September 23, 2011 to January 16, 2012
Monday through Saturday, 10am to 5pm
Sunday, Noon to 5pm
Free admission
Hannibal Hamlin and Steven Galbraith, curators
Through materials from the year 1000 to 2011, Manifold Greatness: The Creation and Afterlife of the King James Bible offers a "biography" of one of the world's most famous books, the King James Bible of 1611, which marks its 400th anniversary in 2011.
Beginning with tenth-century Anglo-Saxon biblical poems, the exhibition moves swiftly to the dramatic story of the early English Bibles, for which translators sometimes risked and even lost their lives.

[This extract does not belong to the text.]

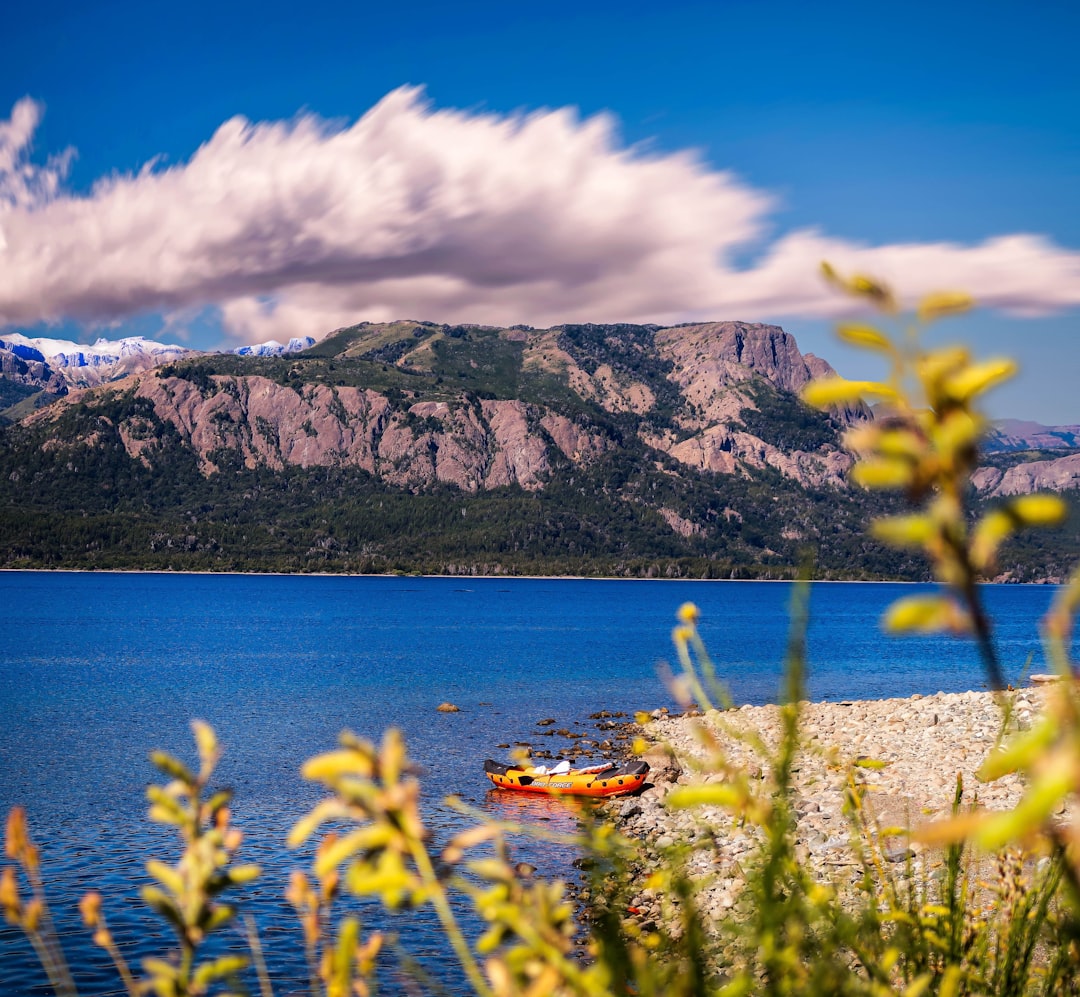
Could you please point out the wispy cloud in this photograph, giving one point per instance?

Rare books, manuscripts, and portraits then tell the stories of the tense conference at which James I agreed to a new Bible, and the four dozen or more top English scholars who created it over several years.
A look at the centuries-long "afterlife" of their famous text in public life, literature, entertainment, and the arts takes up the second half of the display—including, among numerous other items, the Folger first edition of the King James Bible, seventeenth-century family Bibles and lavishly bound editions, Handel's Messiah (based largely on the King James Bible), King James Bibles owned by Frederick Douglass and Elvis Presley, and the voices of the Apollo 8 astronauts as they read verses from Genesis on Christmas Eve 1968 as they orbited the Moon.